Adam: Were there some recent cases on this? In any event, even if the PCA were to allow lay irregular preaching, it would still be good for particular sessions to have a right understanding of preaching so that they stick with the correct approach.


----------



## brymaes (Oct 4, 2006)

> Can you see that there is a world of difference between electing office-bearers to act in your interests, and electing office-bearers who will elect other men to act in your interests?

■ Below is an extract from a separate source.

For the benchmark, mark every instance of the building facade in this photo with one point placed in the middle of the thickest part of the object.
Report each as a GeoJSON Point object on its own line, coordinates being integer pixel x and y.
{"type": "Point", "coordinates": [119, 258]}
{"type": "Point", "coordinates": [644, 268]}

How does this apply to pulpit supply? Should a congregation vote on who will preach during a pastor's vacation or time away at presbytery, etc.? In my experience, a session chooses the supply without overt input from the congregation. Are they not, in this case, electing another man to act in their interest?


----------



## jaybird0827 (Oct 5, 2006)

> _Originally posted by theologae_
> How does this apply to pulpit supply? Should a congregation vote on who will preach during a pastor's vacation or time away at presbytery, etc.? In my experience, a session chooses the supply without overt input from the congregation. Are they not, in this case, electing another man to act in their interest?



No, I don't agree with that. The responsibility of the spiritual welfare of the congregation rests with the Session. That means that the Session guards the pulpit.

The heads of households (males) who have direct responsibility to shepherd those under them also go to the Session and express their concerns if they have reason to believe that the supply is inadequate, incompetant or inappropriate.


----------



## brymaes (Oct 6, 2006)

> _Originally posted by jaybird0827_
> No, I don't agree with that. The responsibility of the spiritual welfare of the congregation rests with the Session. That means that the Session guards the pulpit.
> 
> The heads of households (males) who have direct responsibility to shepherd those under them also go to the Session and express their concerns if they have reason to believe that the supply is inadequate, incompetant or inappropriate.



Right. So why is this different than a Session granting authority on a one time basis to an unordained man to preach? The heads of household have the same prerogative to approach the Session if this man's ministry is inadequate.

And what is the difference -- the real, substantial difference -- between _preaching_ and _exhorting_?

[Edited on 10-5-2006 by theologae]


----------



## Scott (Oct 6, 2006)

Kevin: Is there any way to get your friends paper?


----------